Während des Rennens müssen die Hände einiges einstecken: Wasser, allgegenwärtig, lässt sie anschwellen; Salz, ätzend, schädigt sie; die Kälte, manchmal beißend, betäubt sie: die Stöße, unvermeidlich, schwächen sie. So sehr, dass Sie beim Segeln vielleicht nicht viel Gefühl in den Fingerspitzen haben! Es fühlt sich an, als hätte man die Hände in Skihandschuhen. Wir sind also offensichtlich weniger präzise in unseren Manipulationen. Kurz gesagt, wir verlieren ein wenig den Tastsinn. Um meine Hände ein wenig zu schonen, stelle ich sie auf den Wasserkocher, wenn ich Kaffee oder Tee koche. Das finde ich sehr angenehm. Sofort spürt man die Wärme, an den Handflächen natürlich, aber nicht das ... Diese Weichheit überträgt sich auf den ganzen Körper. Ich habe es schon einige Male bei Transatlantik-Rennen gespürt, die einer nordischen Route folgten: Die Wetterbedingungen sind rau, es ist besonders kalt, alles ist feucht... und es dauert sehr lange. Wenn also mitten in der Nacht meine Augen zu brennen beginnen und ich nach unten gehe, um mir eine Tasse Kaffee zu machen, um diese Wärmequelle festzuhalten, kann ich Ihnen versichern, dass ich sie voll ausnutze! Es gibt mir sofort meine Kraft zurück.

Gehör

Yannick Bestaven
Yannick Bestaven

Er ist einer der wichtigsten Sinne auf einem Rennboot. Sie hören immer auf das Boot.
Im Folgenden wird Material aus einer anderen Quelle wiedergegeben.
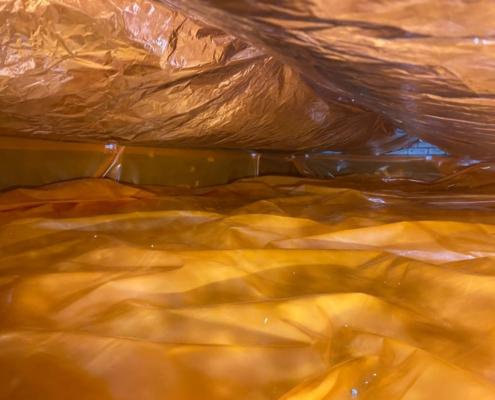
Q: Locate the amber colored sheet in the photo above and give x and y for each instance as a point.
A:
(268, 288)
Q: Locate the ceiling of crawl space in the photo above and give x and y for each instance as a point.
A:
(266, 74)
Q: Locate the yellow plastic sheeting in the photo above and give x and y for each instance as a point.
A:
(28, 162)
(269, 288)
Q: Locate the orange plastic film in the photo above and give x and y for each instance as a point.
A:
(267, 288)
(136, 71)
(426, 66)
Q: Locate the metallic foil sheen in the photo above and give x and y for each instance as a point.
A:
(140, 71)
(428, 66)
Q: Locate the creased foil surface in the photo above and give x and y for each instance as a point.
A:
(139, 71)
(267, 288)
(428, 66)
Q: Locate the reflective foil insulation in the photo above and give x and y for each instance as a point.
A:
(210, 199)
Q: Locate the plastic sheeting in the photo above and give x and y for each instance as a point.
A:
(263, 289)
(136, 71)
(26, 162)
(426, 65)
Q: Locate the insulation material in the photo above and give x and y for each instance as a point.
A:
(268, 288)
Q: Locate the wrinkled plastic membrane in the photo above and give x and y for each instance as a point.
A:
(427, 66)
(267, 288)
(317, 276)
(137, 71)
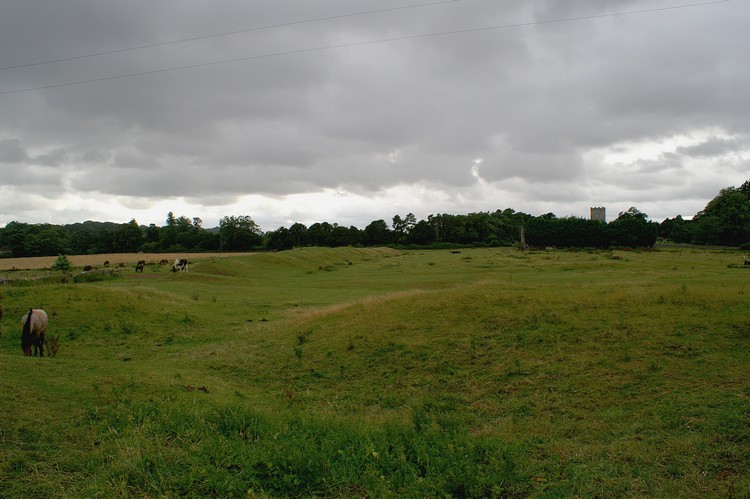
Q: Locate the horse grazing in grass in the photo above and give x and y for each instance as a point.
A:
(34, 324)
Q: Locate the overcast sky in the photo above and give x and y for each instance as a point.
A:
(349, 111)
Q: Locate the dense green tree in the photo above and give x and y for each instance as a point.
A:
(319, 234)
(421, 234)
(279, 239)
(376, 234)
(12, 238)
(632, 229)
(676, 230)
(726, 218)
(298, 233)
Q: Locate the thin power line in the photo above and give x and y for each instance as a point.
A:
(227, 33)
(362, 43)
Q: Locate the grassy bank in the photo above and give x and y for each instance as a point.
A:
(352, 372)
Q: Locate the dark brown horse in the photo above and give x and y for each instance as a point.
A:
(34, 324)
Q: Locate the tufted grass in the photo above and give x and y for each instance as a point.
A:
(375, 372)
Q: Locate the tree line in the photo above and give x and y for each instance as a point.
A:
(724, 221)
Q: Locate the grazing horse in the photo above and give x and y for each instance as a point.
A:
(180, 264)
(34, 324)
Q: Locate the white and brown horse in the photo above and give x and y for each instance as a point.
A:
(34, 324)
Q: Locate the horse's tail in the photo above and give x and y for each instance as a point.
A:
(27, 324)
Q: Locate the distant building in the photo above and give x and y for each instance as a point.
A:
(599, 214)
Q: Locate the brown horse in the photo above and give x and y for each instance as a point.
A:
(34, 324)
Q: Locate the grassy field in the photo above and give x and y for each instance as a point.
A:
(385, 373)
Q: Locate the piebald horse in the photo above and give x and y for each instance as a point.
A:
(34, 324)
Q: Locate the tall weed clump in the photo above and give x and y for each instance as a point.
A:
(150, 449)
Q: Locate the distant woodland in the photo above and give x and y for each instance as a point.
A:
(725, 221)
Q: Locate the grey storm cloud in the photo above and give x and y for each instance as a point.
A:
(279, 98)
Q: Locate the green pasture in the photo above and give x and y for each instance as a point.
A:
(384, 373)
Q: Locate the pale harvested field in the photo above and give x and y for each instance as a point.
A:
(97, 261)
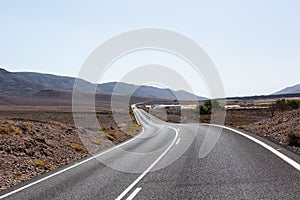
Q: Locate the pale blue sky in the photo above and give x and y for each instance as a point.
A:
(254, 44)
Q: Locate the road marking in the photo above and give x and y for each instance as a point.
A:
(149, 168)
(135, 192)
(71, 167)
(274, 151)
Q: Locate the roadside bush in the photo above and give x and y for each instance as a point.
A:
(210, 106)
(283, 105)
(294, 139)
(40, 163)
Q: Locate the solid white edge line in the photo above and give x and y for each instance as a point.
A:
(135, 192)
(71, 167)
(149, 168)
(274, 151)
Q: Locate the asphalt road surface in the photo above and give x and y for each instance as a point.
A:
(163, 162)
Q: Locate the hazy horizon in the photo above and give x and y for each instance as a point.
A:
(254, 45)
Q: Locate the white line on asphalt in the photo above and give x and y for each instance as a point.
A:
(149, 168)
(277, 153)
(71, 167)
(135, 192)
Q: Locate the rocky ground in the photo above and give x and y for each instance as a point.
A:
(30, 148)
(278, 128)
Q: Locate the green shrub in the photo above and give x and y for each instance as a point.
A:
(283, 104)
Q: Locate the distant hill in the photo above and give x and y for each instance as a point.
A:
(289, 90)
(47, 85)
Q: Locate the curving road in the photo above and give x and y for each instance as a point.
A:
(163, 162)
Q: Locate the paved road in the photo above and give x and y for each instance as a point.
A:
(236, 168)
Selbst wenn Sie drinnen sind, essen, arbeiten und sogar schlafen. Es ist DER Klang, der anders ist als das, was wir gewohnt sind, der uns alarmiert, uns aufweckt. Selbst auf den heutigen IMOCA-Booten, wie an Bord meines Master CoQ, ist die Lärmbelästigung noch größer geworden! Das Boot ist schlecht getrimmt, die See hat sich verändert, der Wind hat sich gedreht... all das und mehr hören wir durch das Geräusch eines brechenden Stücks, eines gegen den Mast schlagenden Falls, eines fallenden Segels, eines knackenden Rumpfes. Ich erinnere mich zum Beispiel an den Start der Vende Globe 2008, in der Biskaya, mit einigen schwierigen Wetterbedingungen! Es war am Ende des Tages, ich war an Deck. Plötzlich, ohne das geringste Geräusch, das mich aufweckte, war ein ohrenbetäubender Lärm zu hören: ein lautes, deutliches Geräusch wie ein Baum mit gebrochenem Stamm. Und dann, fast gleichzeitig, die ganze Takelage, die an Deck und im Wasser herunterfällt... Und natürlich immer im Hintergrund die stürmische See. Ich hörte, noch bevor ich sah, was gerade passiert war. Es war mein 100-Fuß-Mast, der brach. An diesem Tag erlitten zehn Boote das gleiche Schicksal! Der Moment, in dem Sie verstehen, ist ein verstohlener Moment, denn dann kommt der Moment, in dem Sie reagieren müssen! Der Mast schlug wie ein Rammbock auf den Rumpf und drohte diesen zu beschädigen. Ich musste dann versuchen, die Geräte zu retten. Aber wenn es um den Mast und das Segel geht, ist bei diesem Bootstyp alles schwer, groß, unhandlich. Uns ist klar, dass unsere kleinen Arme nicht ausreichen werden, um alles wieder an Bord zu bringen. Also versuchen wir, so viele Dinge wie möglich hochzuziehen, wie die Segel... und dann schneiden wir ab, was mit dem Rest verbunden ist, um das Boot und den Mann zu retten. Diese Entmastung hat mich wirklich überwältigt. Alles war radikal: der Lärm natürlich, der Anblick des gebrochenen Mastes auch... Aber auch das Gefühl, das ich danach hatte, denn es ist das Ende des Projekts, das Ende des Traums, das Ende des Abenteuers, das Ende des Rennens... Es sind ein bisschen zu viele Enden, letztendlich!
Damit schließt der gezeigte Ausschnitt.